Results: The average ratio of day-of-treatment bladder volume compared to simulation was 82±17% for 6 of the 7 patients. For these patients, the fROI and rROI workflows tended to over-estimate bladder volume, with average DICE-Similarity-Coefficients of 1.089±0.088 and 1.095±0.087 respectively, whereas the SGD workflow agreed with the true volume (1.010±0.027). Correspondingly, the fROI and rROI workflows tended to underestimate bladder dose (fractional dose differences up to 94%) and NTCP, with improved agreement using SGD. The seventh patient’s bladder tended to be extremely over-filled, with day-of-treatment volume up to 548% simulation volume. Due to the large volume difference, poor deformations resulted in unreliable day-of-treatment bladder volume, dose, and NTCP estimates for all workflows.

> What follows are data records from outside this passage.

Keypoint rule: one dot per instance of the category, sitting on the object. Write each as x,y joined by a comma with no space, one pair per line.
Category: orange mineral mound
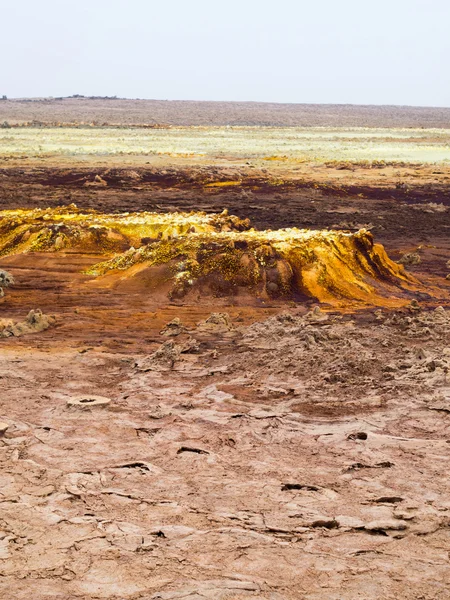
68,228
335,267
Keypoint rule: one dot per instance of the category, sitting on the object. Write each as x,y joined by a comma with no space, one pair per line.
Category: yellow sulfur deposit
65,228
331,266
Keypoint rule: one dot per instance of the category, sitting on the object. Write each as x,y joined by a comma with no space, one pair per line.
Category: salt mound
330,266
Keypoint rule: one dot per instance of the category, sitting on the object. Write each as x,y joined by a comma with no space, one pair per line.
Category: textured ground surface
157,112
279,453
298,457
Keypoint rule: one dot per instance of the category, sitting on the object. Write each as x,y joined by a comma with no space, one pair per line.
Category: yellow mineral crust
332,266
66,228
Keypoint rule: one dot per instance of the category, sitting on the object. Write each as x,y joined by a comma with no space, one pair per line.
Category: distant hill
116,111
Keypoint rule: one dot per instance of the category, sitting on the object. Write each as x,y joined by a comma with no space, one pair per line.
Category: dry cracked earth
243,452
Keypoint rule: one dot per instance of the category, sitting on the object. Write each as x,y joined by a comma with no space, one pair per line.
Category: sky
316,51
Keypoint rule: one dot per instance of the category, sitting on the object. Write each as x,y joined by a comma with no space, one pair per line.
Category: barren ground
297,454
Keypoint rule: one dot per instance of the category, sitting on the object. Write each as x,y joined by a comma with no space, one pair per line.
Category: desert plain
200,398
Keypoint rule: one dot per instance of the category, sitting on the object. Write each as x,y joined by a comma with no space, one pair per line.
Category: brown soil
286,455
162,112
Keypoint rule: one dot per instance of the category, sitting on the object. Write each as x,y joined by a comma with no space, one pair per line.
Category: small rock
88,401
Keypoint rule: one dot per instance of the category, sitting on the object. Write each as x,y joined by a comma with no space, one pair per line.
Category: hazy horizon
291,52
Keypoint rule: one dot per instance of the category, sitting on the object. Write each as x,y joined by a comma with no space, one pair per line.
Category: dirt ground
101,111
273,451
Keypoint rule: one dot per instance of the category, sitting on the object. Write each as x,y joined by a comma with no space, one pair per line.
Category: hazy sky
325,51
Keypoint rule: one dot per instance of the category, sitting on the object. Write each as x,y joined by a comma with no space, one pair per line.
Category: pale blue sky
324,51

Conclusion: The SGD workflow with a lower-bound threshold for bladder fill at treatment is feasible for offline bladder-dose assessment for prostate treatments and may enable future adaptive replanning. All workflows were inaccurate for drastically over-filled bladder volumes, but since over-filling does not tend to result in increased bladder dose/NTCP, it is not of great concern for offline dose assessment.
Funding Support, Disclosures, and Conflict of Interest: Dr. Hyun has received an honorarium for presenting work related to this project in a webinar hosted by Varian.